Lousy attempt to correct higher fails

Core bonds markets stabilized after this week's heavy sell-off, allowing equity and currency (EUR/USD) markets time to recover from the past sessions. An attempt to correct higher was blocked around European noon, pulling core bonds back towards today's opening levels which are close to the sell-off lows. Hawkish comments by ECB Lautenschlager, who argued in favour of policy normalisation and suggested that the ECB spoke with one voice, could have played a role. EMU (CPI) and US (PCE) inflation didn't directly influence dealings. Core EMU inflation rose unexpectedly to 1.1% Y/Y while the US PCE deflator fell to 1.4% Y/Y to 1.7% Y/Y. All in all, most inflation outcome were near consensus though. US investors ignored personal income and spending data as well and are preparing for a long weekend. US markets are closed next Tuesday for the 4th of July holiday, suggesting low activity on Monday as well despite the release of the manufacturing ISM.

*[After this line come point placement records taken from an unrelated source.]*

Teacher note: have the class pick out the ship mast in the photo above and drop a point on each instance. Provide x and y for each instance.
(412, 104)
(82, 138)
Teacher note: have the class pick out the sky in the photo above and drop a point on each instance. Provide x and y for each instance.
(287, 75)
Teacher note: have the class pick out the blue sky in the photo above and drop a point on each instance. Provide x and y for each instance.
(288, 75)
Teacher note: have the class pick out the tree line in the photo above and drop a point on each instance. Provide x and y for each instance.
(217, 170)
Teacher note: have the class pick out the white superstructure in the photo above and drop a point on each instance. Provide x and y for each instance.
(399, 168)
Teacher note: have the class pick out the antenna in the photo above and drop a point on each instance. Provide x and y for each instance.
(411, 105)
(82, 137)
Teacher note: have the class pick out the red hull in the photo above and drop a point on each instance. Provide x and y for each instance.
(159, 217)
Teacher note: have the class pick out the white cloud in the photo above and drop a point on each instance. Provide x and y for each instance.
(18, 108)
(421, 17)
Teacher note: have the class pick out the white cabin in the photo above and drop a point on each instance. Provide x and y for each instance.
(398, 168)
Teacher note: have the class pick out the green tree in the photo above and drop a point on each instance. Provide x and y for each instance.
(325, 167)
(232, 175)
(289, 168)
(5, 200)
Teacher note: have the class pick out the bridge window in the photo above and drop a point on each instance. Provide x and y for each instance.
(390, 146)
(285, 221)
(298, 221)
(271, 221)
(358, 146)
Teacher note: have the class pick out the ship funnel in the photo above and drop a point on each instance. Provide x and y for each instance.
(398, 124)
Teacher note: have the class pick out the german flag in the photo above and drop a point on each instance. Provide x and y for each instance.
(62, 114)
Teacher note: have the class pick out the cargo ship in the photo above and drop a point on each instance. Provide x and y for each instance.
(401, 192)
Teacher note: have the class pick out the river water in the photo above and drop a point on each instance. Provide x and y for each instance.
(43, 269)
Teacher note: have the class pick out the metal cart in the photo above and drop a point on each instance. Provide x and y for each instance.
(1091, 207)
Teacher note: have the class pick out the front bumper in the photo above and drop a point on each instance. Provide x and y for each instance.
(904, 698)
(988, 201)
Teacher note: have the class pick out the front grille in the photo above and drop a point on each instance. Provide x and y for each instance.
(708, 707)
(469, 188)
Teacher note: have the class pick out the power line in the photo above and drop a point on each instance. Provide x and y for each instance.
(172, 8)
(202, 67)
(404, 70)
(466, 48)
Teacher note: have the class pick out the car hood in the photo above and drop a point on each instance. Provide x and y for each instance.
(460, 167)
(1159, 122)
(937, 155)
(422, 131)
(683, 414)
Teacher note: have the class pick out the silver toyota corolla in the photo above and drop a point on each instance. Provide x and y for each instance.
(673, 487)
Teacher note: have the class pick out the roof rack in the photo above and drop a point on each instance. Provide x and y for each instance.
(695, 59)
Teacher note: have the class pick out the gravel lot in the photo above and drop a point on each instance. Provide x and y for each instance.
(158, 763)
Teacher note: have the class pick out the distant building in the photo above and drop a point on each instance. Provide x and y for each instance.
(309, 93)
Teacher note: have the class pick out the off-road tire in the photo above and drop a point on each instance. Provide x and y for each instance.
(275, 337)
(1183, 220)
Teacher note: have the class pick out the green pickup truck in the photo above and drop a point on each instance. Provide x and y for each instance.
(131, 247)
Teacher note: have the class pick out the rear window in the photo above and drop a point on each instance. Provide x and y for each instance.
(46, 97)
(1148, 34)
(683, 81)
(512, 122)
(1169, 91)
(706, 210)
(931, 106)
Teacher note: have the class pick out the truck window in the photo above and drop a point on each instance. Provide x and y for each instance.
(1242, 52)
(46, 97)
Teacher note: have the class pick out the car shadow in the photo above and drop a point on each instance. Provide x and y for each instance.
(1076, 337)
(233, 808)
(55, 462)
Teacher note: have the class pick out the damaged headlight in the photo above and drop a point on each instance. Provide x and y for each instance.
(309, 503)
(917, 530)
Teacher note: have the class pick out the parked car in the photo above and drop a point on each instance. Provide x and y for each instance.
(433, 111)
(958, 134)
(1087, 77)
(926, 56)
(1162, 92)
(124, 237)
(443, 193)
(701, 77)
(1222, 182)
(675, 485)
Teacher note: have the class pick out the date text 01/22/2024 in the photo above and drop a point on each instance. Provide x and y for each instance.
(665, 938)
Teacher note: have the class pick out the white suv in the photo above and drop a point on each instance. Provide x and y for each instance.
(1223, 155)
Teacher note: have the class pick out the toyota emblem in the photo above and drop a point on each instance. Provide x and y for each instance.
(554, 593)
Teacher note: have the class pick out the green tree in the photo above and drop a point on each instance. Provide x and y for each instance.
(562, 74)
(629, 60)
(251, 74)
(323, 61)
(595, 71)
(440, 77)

At the time of writing, the German yield curve steepens with yield changes ranging between -0.3 bps (2-yr) and +1 bp (30-yr). The US yield curve steepens as well with the 2-yr yield 0.8 bps lower and the 30-yr yield 1.5 bps higher. On intra-EMU bond markets, 10-yr yield spread changes are close to unchanged.

The Italian debt agency tapped the on the run 5-yr BTP (€2.5B 1.2% Apr2022) and launched a new 10-yr BTP (€3.85B 2.05% Aug2027). The combined amount sold approached the upper band of the targeted €6-7B, but the auction bid cover was rather low (1.32). Addtionally, the Treasury sold €2.5B floating rate notes (CCTeu Apr2022).

Currencies

EUR/USD rally pauses ahead of a long US weekend

The strong three-day EUR/USD rally ran into resistance today, but without signals of a dollar counter. Multiple euro area and US eco data couldn't seduce investors to continue the euro buying spree. US markets are closed next Tuesday for the 4th of July holiday and many traders and investors will make it a long weekend. Appetite to take additional positions was missing, also because it's the final the day of the quarter. The picture on the bond and equity markets was similar: quiet technical trading. US and German yields moved slightly higher, but the differentials were negligible. European equities corrected somewhat higher in the morning session, but slid again lower top openings levels in the afternoon session. USD/JPY traded mostly in the red between 111.73 and 112.20, but without a distinct direction. The equity moves were too small to impact the pair which trades currently near opening levels at 112.20.

After an uneventful Asian session, EUR/USD was hit by some modest profit taking, pushing the pair from opening levels around 1.1440 to an intraday low at 1.1390 at European noon. Afterwards, the pair cautiously struggled higher to just above 1.14. A hawkish speech of ECB Lautenschlager may at the margin helped supported the euro, but her views are well-known (minority in the ECB) and thus generally unable to give the euro strong direction. US personal consumption and income printed near expectations and so were the (core) PCE deflators. EUR/USD remained just above the 1.14 level.

No post Carney follow-through gains for sterling

Cable approached key 1.3044 resistance overnight, but a real test didn't occur, sending GBP/USD lower again. UK data made no difference: Outdated Q1 GDP was confirmed at a weak 0.2% M/M, while the April index of services and Q1 business investment were in line with expectations. Cable trades currently at 1.2975 versus opening levels around 1.3007. EUR/GBP went initially lower, mirroring the decline in EUR/USD. However, the pair turned North well ahead of EUR/USD. When EUR/USD turned, sterling erased all remaining losses and trades now unchanged on the day at 0.8797.